District Court grants final approval to class action data breach settlement against national convenience store chain
On April 20, the U.S. District Court for the Eastern District of Pennsylvania granted final approval to a settlement in a class action against a national convenience store chain (defendant) for a 2019 data security incident that allegedly compromised consumers’ credit and debit card information. As previously covered by InfoBytes, class members claimed that “despite the foreseeability of a data breach” the defendant, among other things, “failed to implement adequate measures to protect the sensitive, non-public payment card information entrusted to it by its customers.” In May 2021, the court ruled that the defendant must face certain claims filed by a group of financial institutions (covered by InfoBytes here). In August, the court granted preliminary approval of the settlement, which required the defendant to provide monetary relief to class members totaling approximately $9 million, plus $3.2 million for attorneys’ fees and expenses and class representative service awards, in addition to requiring the defendant to take additional measures for a period of two years to prevent future unauthorized intrusions. The settlement includes three tiers of customers, who will receive gift cards for either $5 or $15, or $500 in cash, depending on the level of their injury caused by the data breach.

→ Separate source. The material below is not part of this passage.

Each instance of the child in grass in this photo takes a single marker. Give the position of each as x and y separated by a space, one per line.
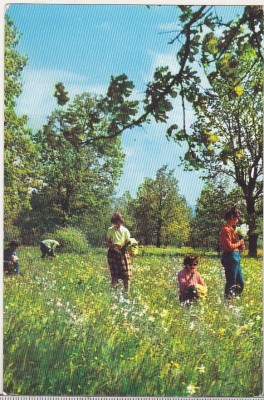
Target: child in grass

Arizona amends data breach notification requirements
On March 29, the Arizona governor signed HB 2146, amending the Arizona Revised Statutes’ security breach notification requirements. Specifically, if a person conducting business in the state that “owns, maintains or licenses unencrypted and unredacted computerized personal information becomes aware of a security incident” involving more than 1,000 individuals, the person is required to notify the three largest national consumer reporting agencies, the state attorney general, and the director of the Arizona Department of Homeland Security within 45 days. The bill also makes various technical corrections and will take effect 90 days after legislature adjourns.